Why prompt injection stays unsolved

Here's the uncomfortable part. To an LLM there's no separate channel for "instructions" versus "data" — it's all one token stream. Your system prompt, the user's message, and a malicious line hidden in a fetched document all look identical. You can't cleanly separate code from data when they share one input, so injection has no complete fix. You layer mitigations and assume some will slip through.

Defense in depth

Every single guard is beatable.

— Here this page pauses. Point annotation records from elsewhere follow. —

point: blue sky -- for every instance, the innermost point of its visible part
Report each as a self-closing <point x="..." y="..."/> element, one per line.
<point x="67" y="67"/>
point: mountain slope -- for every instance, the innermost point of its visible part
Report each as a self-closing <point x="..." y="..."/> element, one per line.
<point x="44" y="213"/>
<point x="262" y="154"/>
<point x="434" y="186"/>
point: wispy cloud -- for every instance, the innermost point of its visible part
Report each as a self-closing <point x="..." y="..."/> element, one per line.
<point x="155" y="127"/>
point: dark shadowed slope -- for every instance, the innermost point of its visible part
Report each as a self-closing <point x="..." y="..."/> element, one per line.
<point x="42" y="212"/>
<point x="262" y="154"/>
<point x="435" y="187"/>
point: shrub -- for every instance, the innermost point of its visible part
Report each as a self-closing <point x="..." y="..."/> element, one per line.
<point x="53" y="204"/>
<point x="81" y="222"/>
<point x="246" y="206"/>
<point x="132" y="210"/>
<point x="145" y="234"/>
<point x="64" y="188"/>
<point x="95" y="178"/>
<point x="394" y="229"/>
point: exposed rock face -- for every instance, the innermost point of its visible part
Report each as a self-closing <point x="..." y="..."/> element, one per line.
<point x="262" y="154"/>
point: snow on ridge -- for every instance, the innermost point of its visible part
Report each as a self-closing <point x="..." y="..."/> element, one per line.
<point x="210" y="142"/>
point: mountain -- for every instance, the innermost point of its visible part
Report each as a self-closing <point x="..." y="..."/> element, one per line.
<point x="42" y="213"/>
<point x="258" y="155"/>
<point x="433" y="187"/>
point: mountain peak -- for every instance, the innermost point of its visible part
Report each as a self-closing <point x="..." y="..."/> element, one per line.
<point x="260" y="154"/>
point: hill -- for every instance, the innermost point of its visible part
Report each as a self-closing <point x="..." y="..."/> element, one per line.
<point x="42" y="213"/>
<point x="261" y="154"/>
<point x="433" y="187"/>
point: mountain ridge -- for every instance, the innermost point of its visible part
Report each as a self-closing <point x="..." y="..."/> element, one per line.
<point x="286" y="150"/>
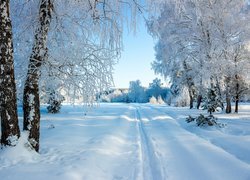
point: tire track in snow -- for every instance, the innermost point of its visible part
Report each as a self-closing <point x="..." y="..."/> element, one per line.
<point x="149" y="163"/>
<point x="204" y="155"/>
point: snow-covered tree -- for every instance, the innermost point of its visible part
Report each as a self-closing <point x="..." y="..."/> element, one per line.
<point x="137" y="92"/>
<point x="100" y="25"/>
<point x="8" y="106"/>
<point x="197" y="44"/>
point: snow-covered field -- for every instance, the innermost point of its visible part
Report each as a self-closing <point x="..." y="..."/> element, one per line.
<point x="132" y="141"/>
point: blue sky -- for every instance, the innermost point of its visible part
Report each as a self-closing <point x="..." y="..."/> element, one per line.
<point x="136" y="58"/>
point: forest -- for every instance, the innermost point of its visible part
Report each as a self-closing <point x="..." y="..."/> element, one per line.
<point x="55" y="51"/>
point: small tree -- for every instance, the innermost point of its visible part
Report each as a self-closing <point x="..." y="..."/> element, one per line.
<point x="212" y="101"/>
<point x="55" y="102"/>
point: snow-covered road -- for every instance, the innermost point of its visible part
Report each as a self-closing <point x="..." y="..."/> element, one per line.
<point x="132" y="141"/>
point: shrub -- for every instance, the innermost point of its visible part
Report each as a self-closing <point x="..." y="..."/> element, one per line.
<point x="202" y="120"/>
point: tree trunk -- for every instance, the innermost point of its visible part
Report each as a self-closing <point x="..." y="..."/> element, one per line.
<point x="228" y="98"/>
<point x="219" y="93"/>
<point x="199" y="99"/>
<point x="237" y="98"/>
<point x="191" y="101"/>
<point x="228" y="101"/>
<point x="8" y="108"/>
<point x="31" y="103"/>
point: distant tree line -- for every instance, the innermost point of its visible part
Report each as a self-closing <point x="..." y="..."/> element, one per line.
<point x="136" y="93"/>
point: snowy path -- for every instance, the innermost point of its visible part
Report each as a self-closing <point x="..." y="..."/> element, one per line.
<point x="131" y="142"/>
<point x="184" y="152"/>
<point x="149" y="163"/>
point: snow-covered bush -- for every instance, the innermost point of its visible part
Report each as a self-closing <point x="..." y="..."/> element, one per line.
<point x="182" y="99"/>
<point x="213" y="101"/>
<point x="160" y="100"/>
<point x="55" y="102"/>
<point x="153" y="100"/>
<point x="204" y="121"/>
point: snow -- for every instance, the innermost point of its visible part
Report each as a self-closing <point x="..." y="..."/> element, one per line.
<point x="132" y="141"/>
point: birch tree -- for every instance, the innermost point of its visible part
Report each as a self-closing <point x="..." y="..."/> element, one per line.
<point x="8" y="107"/>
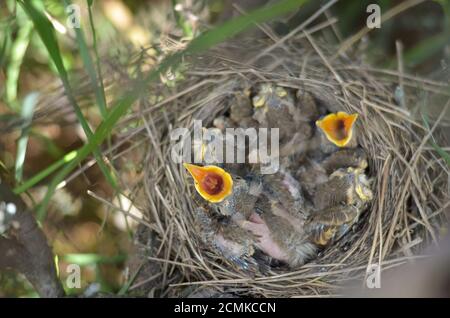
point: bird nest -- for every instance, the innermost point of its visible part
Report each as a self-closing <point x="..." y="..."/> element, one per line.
<point x="410" y="178"/>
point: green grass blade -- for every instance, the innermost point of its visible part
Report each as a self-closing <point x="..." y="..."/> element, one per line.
<point x="27" y="112"/>
<point x="199" y="44"/>
<point x="92" y="259"/>
<point x="89" y="67"/>
<point x="46" y="172"/>
<point x="46" y="32"/>
<point x="17" y="54"/>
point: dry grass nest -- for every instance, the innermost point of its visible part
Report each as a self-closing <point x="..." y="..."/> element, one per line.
<point x="411" y="179"/>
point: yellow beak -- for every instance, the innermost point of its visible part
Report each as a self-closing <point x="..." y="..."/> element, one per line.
<point x="338" y="127"/>
<point x="213" y="183"/>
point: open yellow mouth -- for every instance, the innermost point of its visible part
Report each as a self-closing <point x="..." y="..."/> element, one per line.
<point x="213" y="183"/>
<point x="338" y="127"/>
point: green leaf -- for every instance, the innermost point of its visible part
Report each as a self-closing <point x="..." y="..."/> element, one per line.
<point x="29" y="103"/>
<point x="92" y="259"/>
<point x="89" y="67"/>
<point x="17" y="54"/>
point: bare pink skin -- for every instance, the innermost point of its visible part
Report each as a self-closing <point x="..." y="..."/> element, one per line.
<point x="259" y="228"/>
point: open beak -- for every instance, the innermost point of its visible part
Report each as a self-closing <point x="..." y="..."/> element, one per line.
<point x="213" y="183"/>
<point x="338" y="127"/>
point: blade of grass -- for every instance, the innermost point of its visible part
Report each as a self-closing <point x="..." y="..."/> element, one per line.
<point x="4" y="48"/>
<point x="27" y="112"/>
<point x="424" y="50"/>
<point x="17" y="54"/>
<point x="199" y="44"/>
<point x="97" y="58"/>
<point x="97" y="86"/>
<point x="46" y="32"/>
<point x="46" y="172"/>
<point x="445" y="155"/>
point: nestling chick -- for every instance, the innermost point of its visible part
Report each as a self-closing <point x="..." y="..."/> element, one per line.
<point x="338" y="204"/>
<point x="255" y="207"/>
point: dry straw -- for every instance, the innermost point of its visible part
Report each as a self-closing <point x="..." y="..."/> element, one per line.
<point x="411" y="179"/>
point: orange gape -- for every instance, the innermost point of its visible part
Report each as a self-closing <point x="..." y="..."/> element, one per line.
<point x="338" y="127"/>
<point x="213" y="183"/>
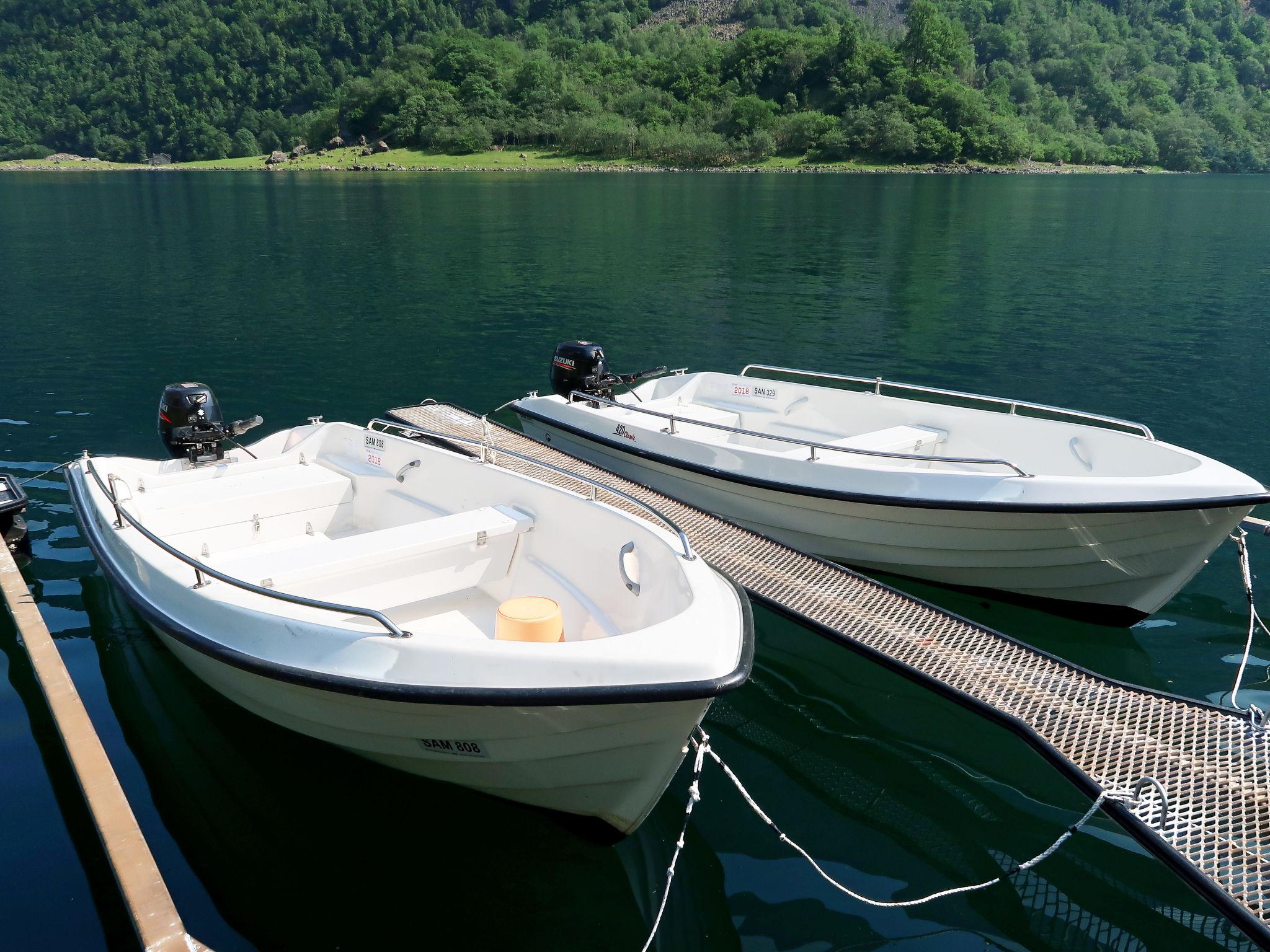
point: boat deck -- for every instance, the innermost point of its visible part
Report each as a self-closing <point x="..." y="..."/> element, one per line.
<point x="1104" y="735"/>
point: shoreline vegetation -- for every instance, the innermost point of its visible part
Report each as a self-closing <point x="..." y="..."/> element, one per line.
<point x="780" y="86"/>
<point x="538" y="161"/>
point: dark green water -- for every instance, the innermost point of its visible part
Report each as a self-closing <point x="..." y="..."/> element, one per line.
<point x="1137" y="296"/>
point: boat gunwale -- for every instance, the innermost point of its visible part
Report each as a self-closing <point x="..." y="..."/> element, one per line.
<point x="559" y="696"/>
<point x="1250" y="499"/>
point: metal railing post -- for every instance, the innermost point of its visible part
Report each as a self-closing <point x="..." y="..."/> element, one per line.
<point x="878" y="382"/>
<point x="884" y="454"/>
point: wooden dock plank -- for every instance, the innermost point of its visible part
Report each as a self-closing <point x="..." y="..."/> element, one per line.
<point x="145" y="894"/>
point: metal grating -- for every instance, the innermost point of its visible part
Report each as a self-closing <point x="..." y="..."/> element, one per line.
<point x="1104" y="734"/>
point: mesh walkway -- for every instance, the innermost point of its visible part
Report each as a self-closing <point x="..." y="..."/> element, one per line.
<point x="1103" y="734"/>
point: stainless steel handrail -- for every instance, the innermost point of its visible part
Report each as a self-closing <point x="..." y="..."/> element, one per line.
<point x="812" y="444"/>
<point x="878" y="384"/>
<point x="595" y="484"/>
<point x="201" y="569"/>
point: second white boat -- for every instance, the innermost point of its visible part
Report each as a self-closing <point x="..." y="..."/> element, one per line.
<point x="1021" y="498"/>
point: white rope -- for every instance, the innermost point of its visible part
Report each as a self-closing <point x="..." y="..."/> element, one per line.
<point x="1255" y="714"/>
<point x="46" y="472"/>
<point x="901" y="904"/>
<point x="694" y="796"/>
<point x="703" y="747"/>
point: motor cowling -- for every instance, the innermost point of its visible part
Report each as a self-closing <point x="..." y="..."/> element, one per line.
<point x="580" y="366"/>
<point x="191" y="423"/>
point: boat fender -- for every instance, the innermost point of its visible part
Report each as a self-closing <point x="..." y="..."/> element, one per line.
<point x="530" y="619"/>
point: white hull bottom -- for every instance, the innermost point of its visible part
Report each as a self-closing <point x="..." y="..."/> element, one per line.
<point x="1126" y="560"/>
<point x="606" y="760"/>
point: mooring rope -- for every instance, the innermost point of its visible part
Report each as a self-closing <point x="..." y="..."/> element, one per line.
<point x="46" y="472"/>
<point x="701" y="742"/>
<point x="694" y="796"/>
<point x="1255" y="714"/>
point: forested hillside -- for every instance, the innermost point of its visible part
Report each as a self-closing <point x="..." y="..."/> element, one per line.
<point x="1175" y="83"/>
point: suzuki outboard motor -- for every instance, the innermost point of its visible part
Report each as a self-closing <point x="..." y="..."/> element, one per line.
<point x="192" y="427"/>
<point x="579" y="366"/>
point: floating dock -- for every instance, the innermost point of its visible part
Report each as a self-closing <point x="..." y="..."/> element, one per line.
<point x="145" y="894"/>
<point x="1212" y="826"/>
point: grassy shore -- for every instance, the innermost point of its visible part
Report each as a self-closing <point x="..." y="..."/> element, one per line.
<point x="513" y="159"/>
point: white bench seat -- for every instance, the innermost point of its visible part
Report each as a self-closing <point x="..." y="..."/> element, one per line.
<point x="235" y="495"/>
<point x="704" y="414"/>
<point x="894" y="439"/>
<point x="390" y="566"/>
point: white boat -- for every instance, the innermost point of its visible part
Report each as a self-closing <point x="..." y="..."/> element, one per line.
<point x="346" y="584"/>
<point x="953" y="488"/>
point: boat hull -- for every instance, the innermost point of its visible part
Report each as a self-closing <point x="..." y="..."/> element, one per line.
<point x="1132" y="563"/>
<point x="611" y="762"/>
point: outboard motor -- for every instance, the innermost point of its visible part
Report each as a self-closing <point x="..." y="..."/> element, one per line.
<point x="13" y="527"/>
<point x="579" y="366"/>
<point x="191" y="425"/>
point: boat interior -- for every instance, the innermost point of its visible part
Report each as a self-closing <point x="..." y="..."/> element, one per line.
<point x="861" y="420"/>
<point x="433" y="540"/>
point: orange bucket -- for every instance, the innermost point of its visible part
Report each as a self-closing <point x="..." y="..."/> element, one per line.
<point x="530" y="619"/>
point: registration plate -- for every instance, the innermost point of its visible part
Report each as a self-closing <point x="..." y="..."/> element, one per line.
<point x="453" y="748"/>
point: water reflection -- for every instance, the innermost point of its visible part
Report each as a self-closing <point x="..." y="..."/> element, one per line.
<point x="300" y="844"/>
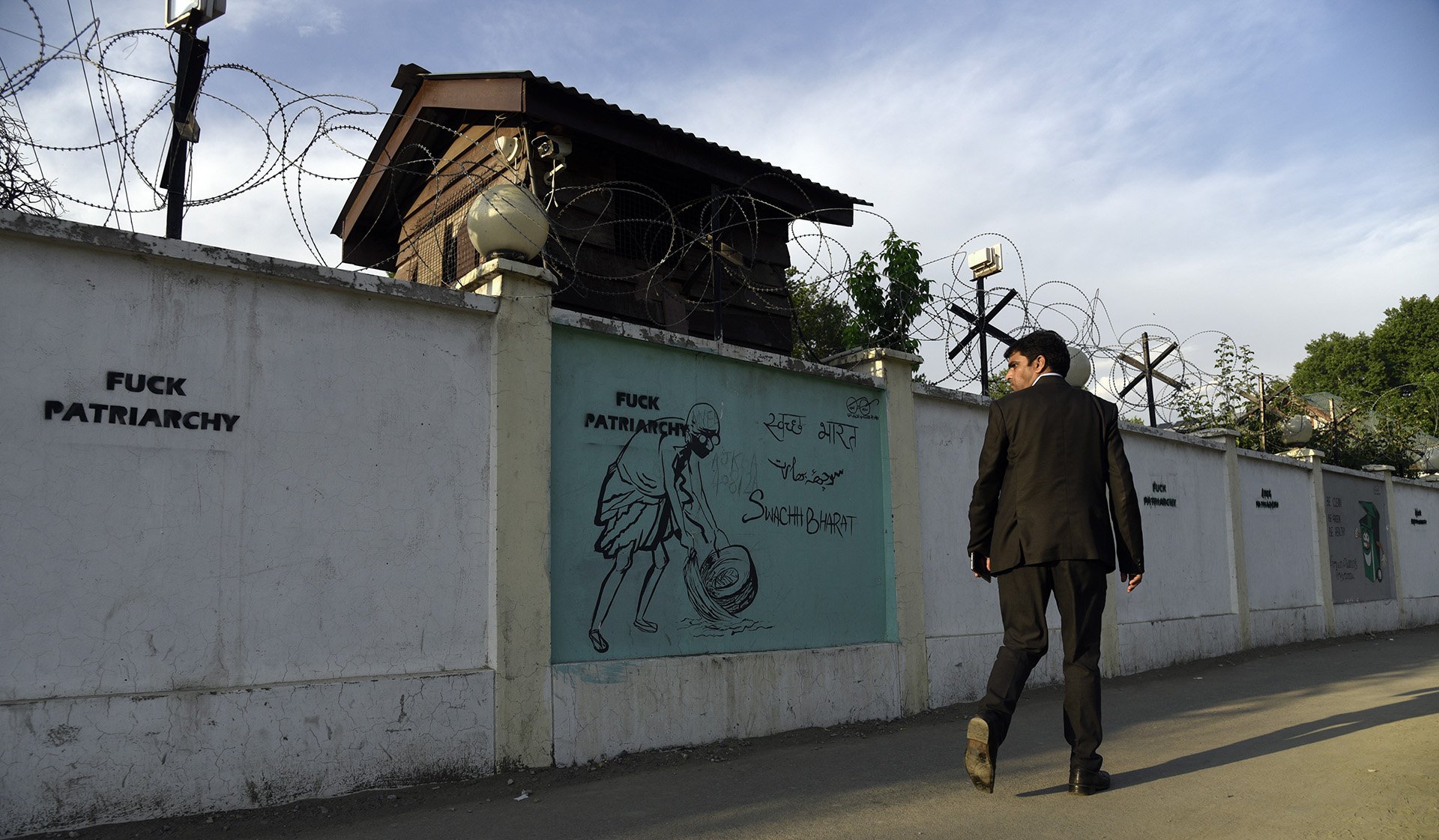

Regex misses a clever rewrite; the moderation model has false negatives; a PII pattern doesn't know every format. So you stack independent checks — an attack has to beat all of them. If injection slips past the detector, least-privilege tooling limits it. If the model still leaks PII, the output scrubber catches it. And fail closed: if a guard errors, refuse, never pass.

The demo makes this concrete. Pick a request — a benign one, a prompt injection, a PII leak, an unsafe ask, or a risky tool call — and watch each guard return PASS / REDACTED / BLOCK / HOLD with its reason. Then flip the guards off and watch the same payload leak the system prompt, echo the SSN, or run the delete unapproved. Every check on the page is a real regex/rule running in your browser.

You don't hand-roll all of this

Reach for a library: NeMo Guardrails (a policy language for conversation flows), Guardrails AI (composable input/output validators that auto-re-ask on failure), and Llama Guard (an open safety classifier for moderation and injection scoring). Typical stack: library detectors + your own policy config + a human gate on the risky tools.